Annotation Type SQLType


  • @Documented
    @Target(PARAMETER)
    @Retention(CLASS)
    public @interface SQLType
    Optionally annotates a Java method parameter, to supply an explicit SQL type for use in the SQL function declaration in place of the automatically mapped type, and/or to supply an SQL default value. This annotation cannot be used to supply the SQL declaration's return type, but @Function(type=...) can.
    Author:
    Thomas Hallgren - pre-Java6 version, Chapman Flack (Purdue Mathematics) - updated to Java6, added SQLType
    • Optional Element Summary

      Optional Elements 
      Modifier and Type Optional Element Description
      String[] defaultValue
      Default value for the parameter.
      String name
      SQL name for the parameter, to allow calling the function using named parameter notation, in preference to the parameter's Java name.
      boolean optional
      What optional=true means is just what defaultValue=null would mean, if Java permitted null values in annotations.
      String value
      The SQL type name to use for the annotated parameter in preference to any found in the default mappings.
    • Element Detail

      • value

        String value
        The SQL type name to use for the annotated parameter in preference to any found in the default mappings.
        Default:
        ""
      • defaultValue

        String[] defaultValue
        Default value for the parameter. Parameters of row or array type can have defaults too, so this element accepts an array. For a scalar type, just supply one value. Values given here go into the descriptor file as properly-escaped string literals explicitly cast to the parameter type, which covers the typical case of defaults that are simple literals or can be computed as Java String-typed constant expressions (e.g. ""+Math.PI) and ensures the parsability of the descriptor file.

        For a row type of unknown structure (PostgreSQL type RECORD), the only default that can be specified is {}, which can be useful for functions that use a RECORD parameter to accept an arbitrary sequence of named, typed parameters from the caller. For a named row type (not RECORD), an array of nonzero length will be accepted.

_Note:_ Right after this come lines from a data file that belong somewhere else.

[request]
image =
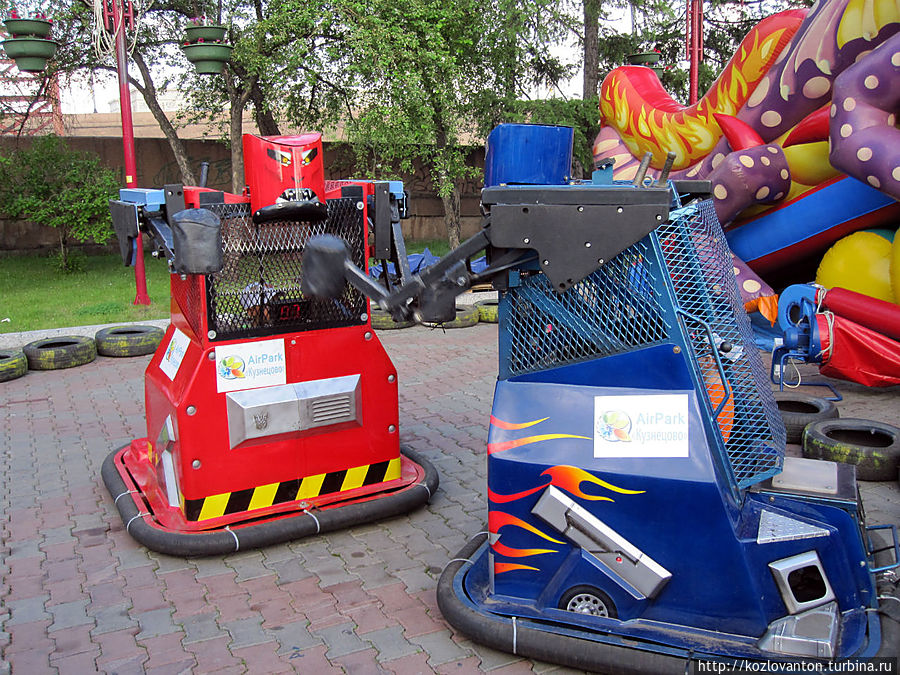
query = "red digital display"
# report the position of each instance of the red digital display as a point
(289, 311)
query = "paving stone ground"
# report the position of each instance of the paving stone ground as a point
(78, 595)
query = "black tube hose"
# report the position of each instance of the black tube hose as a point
(522, 638)
(265, 533)
(517, 637)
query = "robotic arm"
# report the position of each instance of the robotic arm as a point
(564, 231)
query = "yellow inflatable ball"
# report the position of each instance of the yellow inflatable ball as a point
(859, 262)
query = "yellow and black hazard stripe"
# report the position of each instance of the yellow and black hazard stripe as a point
(308, 487)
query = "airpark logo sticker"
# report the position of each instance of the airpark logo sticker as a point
(641, 426)
(248, 365)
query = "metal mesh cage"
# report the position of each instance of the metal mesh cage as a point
(188, 295)
(612, 310)
(258, 290)
(700, 271)
(682, 270)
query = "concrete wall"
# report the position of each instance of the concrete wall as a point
(156, 166)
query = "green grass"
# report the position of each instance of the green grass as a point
(34, 296)
(438, 247)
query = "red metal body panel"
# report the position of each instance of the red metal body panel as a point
(203, 436)
(273, 164)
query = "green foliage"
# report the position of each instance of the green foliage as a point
(53, 185)
(34, 298)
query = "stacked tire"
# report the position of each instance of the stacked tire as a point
(69, 351)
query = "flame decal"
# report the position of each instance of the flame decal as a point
(511, 426)
(509, 552)
(502, 499)
(649, 120)
(498, 519)
(500, 568)
(507, 445)
(568, 478)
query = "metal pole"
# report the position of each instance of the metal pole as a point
(694, 34)
(140, 279)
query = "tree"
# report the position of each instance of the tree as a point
(51, 184)
(430, 76)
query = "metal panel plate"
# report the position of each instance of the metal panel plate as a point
(775, 527)
(289, 408)
(638, 570)
(807, 475)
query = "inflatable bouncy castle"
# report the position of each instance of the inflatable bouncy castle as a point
(798, 134)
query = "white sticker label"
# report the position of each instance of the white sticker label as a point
(641, 426)
(250, 364)
(174, 354)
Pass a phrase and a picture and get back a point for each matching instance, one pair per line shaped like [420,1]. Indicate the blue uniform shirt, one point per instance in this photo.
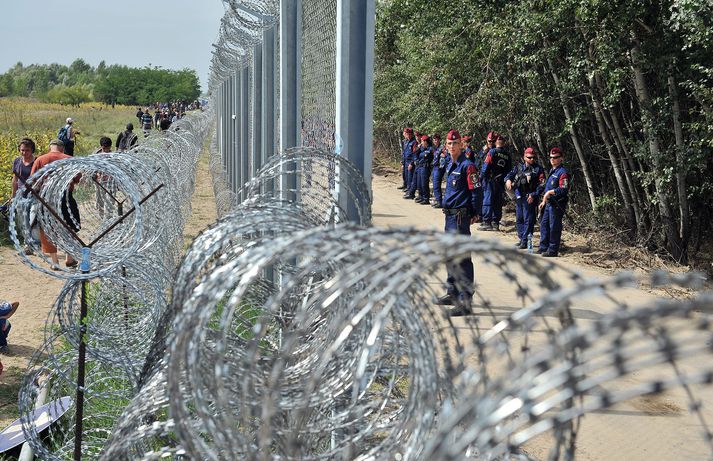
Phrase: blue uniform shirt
[497,164]
[5,308]
[461,180]
[424,156]
[535,178]
[558,181]
[409,148]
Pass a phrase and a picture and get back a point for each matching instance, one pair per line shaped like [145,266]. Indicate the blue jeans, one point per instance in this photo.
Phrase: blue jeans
[461,276]
[493,201]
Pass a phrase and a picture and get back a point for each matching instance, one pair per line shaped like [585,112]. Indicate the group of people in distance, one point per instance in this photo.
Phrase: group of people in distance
[475,185]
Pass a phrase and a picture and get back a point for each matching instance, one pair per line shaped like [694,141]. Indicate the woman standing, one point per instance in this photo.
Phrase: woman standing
[22,169]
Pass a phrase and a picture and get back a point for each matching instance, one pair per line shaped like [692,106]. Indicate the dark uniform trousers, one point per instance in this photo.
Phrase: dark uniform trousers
[551,226]
[460,274]
[525,217]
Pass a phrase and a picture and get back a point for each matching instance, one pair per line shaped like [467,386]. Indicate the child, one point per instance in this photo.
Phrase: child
[7,310]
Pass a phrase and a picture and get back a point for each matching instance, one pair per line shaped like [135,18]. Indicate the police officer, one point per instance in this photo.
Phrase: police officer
[469,154]
[553,205]
[495,166]
[460,205]
[408,147]
[524,180]
[440,158]
[424,158]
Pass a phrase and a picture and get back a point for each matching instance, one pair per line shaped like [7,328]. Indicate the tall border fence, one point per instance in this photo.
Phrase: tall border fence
[291,74]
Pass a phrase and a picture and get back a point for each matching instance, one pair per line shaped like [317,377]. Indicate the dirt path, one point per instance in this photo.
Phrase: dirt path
[37,293]
[647,428]
[642,429]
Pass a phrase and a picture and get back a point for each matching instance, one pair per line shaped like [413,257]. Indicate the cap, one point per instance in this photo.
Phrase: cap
[453,135]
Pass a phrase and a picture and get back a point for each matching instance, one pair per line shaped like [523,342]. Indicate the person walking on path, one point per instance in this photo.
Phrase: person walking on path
[460,207]
[57,153]
[553,205]
[126,139]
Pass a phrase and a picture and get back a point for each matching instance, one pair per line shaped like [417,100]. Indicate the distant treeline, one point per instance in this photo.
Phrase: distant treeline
[80,82]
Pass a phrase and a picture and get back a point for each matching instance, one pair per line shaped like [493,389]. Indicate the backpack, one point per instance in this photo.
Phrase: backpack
[126,141]
[63,134]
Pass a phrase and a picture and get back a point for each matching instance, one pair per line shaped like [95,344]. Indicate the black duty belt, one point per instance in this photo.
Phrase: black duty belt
[454,211]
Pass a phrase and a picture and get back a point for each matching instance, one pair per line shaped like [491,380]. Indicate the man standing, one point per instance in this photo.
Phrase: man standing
[440,159]
[70,213]
[524,180]
[106,189]
[554,204]
[126,139]
[460,205]
[68,135]
[408,148]
[496,165]
[146,123]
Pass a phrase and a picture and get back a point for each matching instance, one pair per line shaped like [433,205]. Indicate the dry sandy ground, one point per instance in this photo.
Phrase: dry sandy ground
[647,428]
[37,293]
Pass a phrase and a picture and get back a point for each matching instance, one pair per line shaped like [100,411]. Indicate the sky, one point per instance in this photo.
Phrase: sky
[171,34]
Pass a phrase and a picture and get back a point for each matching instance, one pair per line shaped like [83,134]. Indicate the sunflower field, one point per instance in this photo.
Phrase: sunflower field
[39,121]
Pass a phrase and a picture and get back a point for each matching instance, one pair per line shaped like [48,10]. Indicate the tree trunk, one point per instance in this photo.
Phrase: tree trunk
[668,222]
[575,138]
[631,215]
[683,208]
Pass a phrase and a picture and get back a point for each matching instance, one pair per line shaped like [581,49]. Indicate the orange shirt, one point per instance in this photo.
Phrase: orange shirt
[46,159]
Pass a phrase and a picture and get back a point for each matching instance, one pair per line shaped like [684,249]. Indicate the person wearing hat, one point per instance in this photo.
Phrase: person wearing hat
[524,180]
[408,148]
[70,212]
[467,149]
[460,207]
[554,195]
[440,160]
[495,166]
[424,157]
[71,136]
[126,139]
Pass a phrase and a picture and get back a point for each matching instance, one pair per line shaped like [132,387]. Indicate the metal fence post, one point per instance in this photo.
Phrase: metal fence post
[256,151]
[268,98]
[355,87]
[244,125]
[290,84]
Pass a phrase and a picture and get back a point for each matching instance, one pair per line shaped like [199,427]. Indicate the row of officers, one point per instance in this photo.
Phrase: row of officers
[475,185]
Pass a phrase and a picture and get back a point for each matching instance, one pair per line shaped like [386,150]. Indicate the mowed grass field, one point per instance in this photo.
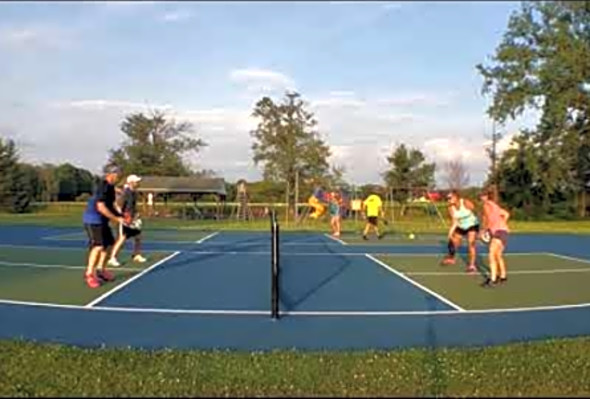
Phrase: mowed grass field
[544,369]
[418,221]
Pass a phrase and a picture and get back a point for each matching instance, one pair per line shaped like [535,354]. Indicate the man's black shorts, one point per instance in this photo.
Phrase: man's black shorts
[129,232]
[464,233]
[501,235]
[99,235]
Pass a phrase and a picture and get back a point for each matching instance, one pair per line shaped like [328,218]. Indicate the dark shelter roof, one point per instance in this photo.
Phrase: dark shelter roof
[182,185]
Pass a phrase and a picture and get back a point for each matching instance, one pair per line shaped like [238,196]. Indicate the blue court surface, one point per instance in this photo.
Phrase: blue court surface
[214,292]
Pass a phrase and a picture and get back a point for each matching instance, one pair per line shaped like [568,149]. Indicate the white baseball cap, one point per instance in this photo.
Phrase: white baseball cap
[133,179]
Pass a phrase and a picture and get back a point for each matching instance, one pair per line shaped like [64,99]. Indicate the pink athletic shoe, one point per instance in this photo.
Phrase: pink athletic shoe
[105,275]
[92,281]
[448,261]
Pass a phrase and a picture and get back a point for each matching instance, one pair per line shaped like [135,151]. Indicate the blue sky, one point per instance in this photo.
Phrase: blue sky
[375,74]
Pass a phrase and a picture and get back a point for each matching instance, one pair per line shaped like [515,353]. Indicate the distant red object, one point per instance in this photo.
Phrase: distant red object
[434,196]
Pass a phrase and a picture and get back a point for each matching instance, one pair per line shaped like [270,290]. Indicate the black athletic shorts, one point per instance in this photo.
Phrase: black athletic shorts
[128,232]
[464,233]
[501,235]
[99,235]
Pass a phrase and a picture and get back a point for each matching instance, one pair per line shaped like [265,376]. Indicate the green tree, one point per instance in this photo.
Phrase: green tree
[67,182]
[155,146]
[31,175]
[15,189]
[407,171]
[518,172]
[286,141]
[543,64]
[48,182]
[21,191]
[8,166]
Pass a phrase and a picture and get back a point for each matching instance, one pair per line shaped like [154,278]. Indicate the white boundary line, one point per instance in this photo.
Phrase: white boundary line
[202,240]
[231,312]
[132,279]
[409,280]
[565,257]
[548,271]
[338,240]
[40,266]
[83,249]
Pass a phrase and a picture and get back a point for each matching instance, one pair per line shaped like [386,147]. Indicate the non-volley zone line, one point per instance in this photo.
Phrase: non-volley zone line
[57,266]
[409,274]
[416,284]
[319,313]
[132,279]
[354,252]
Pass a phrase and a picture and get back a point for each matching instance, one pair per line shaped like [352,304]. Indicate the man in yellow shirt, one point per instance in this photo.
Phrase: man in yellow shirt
[373,208]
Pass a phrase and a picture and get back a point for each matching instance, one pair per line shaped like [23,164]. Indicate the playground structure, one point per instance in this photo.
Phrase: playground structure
[317,204]
[418,204]
[242,210]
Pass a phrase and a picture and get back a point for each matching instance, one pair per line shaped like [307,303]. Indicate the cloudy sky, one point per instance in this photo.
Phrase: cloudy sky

It needs to match the number and order of components of the row type (which cannot be checked at compile time, but will cause the deployment descriptor code to fail at jar install time if it does not).

        A Java annotation value cannot be null. If null is what the default value should be, use optional=true.

        Default:
        {}
      • optional

        boolean optional
        What optional=true means is just what defaultValue=null would mean, if Java permitted null values in annotations.

        There is no difference between optional=false and simply having no optional or defaultValue element at all.

        Only one of optional or defaultValue may be present in one annotation.

        If optional=true, the function must not be annotated with onNullInput=RETURNS_NULL.

        Default:
        false
      • name

        String name
        SQL name for the parameter, to allow calling the function using named parameter notation, in preference to the parameter's Java name. By default, the SQL name is taken from the Java name, but in some cases the SQL name expected by callers may be a reserved word in Java, or the Java name may be reserved in SQL. The name specified here can simply be different, or it can be given in quoted-identifier form to work around the reservedness in SQL of the unquoted name. Callers, in that case, have to quote the name also, but that may be acceptable for clarity's sake if there is a particular name that is used in a standard or is otherwise the most natural choice.
        Default:
        ""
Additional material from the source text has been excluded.